Let me preface this by saying, if you knew me, you’d know that I almost never read. It’s just that I rarely find a story immersive enough to combat the countless thoughts that are running through my mind at any one moment or another.

Most of my friends read The Hunger Games prior to when the movie being released, and they weren’t too thrilled about seeing it. As in most adaptations they felt like the big screen version could not live up to their imagination. Nevertheless, I was excited to see it. It’s exactly the type of story I adore: the reluctant heroes quest. The heroine, a teenager, so motivated by emotion and love for her family choose to face head on the odds of eminent death and murder. And I, having not been biased from ever reading the story, was pretty sure the movie was going to be something I enjoyed. But yet I waited, mostly because almost everyone I knew saw it in the theater, so when it came out on iTunes it was time to get my movie on.

And love it, I did. I adored The Hunger Games movie. It was completely moving, captivating and I never questioned any of it, even if it didn’t entirely make sense. I was entertained, but there was something missing. It’s one of those movies where days later, I’m still thinking about it. I wanted to know more, I wanted to know how the story ended and more details about what happened in the first book.

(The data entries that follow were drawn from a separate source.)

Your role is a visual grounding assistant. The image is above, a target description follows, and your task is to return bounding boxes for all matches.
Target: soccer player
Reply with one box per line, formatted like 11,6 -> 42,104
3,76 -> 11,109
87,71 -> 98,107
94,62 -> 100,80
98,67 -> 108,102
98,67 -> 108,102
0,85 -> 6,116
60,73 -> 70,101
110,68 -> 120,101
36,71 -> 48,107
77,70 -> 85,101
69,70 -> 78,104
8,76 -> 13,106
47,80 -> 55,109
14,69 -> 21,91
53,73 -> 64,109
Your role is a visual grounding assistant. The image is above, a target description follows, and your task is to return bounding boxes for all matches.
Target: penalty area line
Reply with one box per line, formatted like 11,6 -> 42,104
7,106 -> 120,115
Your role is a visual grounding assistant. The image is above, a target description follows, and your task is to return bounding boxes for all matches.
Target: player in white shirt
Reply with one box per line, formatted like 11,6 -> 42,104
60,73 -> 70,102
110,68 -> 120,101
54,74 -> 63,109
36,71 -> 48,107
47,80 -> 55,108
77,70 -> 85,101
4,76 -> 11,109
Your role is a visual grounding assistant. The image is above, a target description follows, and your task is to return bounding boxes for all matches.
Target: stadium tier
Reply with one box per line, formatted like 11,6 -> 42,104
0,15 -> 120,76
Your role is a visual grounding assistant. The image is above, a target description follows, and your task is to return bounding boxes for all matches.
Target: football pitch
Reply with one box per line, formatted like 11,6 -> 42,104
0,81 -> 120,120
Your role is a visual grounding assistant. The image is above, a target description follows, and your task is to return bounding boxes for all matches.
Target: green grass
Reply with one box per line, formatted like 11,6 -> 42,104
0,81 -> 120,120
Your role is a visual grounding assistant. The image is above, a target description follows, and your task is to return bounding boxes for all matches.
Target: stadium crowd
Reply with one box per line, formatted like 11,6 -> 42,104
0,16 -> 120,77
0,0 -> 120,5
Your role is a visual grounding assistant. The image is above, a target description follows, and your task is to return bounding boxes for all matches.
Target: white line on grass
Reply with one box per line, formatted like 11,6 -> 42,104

Took me a week to decide to commit and borrow the books from Yvo. When I finally did, all I wanted to do that weekend was read. Imagine if you will, me, walking around with an iPad covering where my face when I was at Disneyland and while we were supposed to be shopping at the mall, I just plopped myself down in the comfy chairs of the shoe section and waved away folks trying to help me. Completely disinterested in the world around me, while I had these books in my possession. Some may call this OCD, but I fell in love with Peeta and Katniss. Adored Peeta’s earnestness and emotional intelligence, and Katniss not for her ferocity, but I love what she says about feeling you owe people something when they have done something meaningful for you, even if they didn’t think of it as something significant. Personally, that made Katniss very relatable.

While the ending of the books left me a little puzzled, and actually most of the 3rd book seemed rushed and unapologetic, I’m hoping the 3rd movie will help to resolve the story a bit more more. But I loved it. It’s about 3 weeks later and I’m still thoughtfully reminiscing about the book and re-reading *gasp* yes, re-reading, something completely unheard of for me. Thanks Suzanne Collins for sparking my interest in other worlds again, and reintroducing me to imagination again.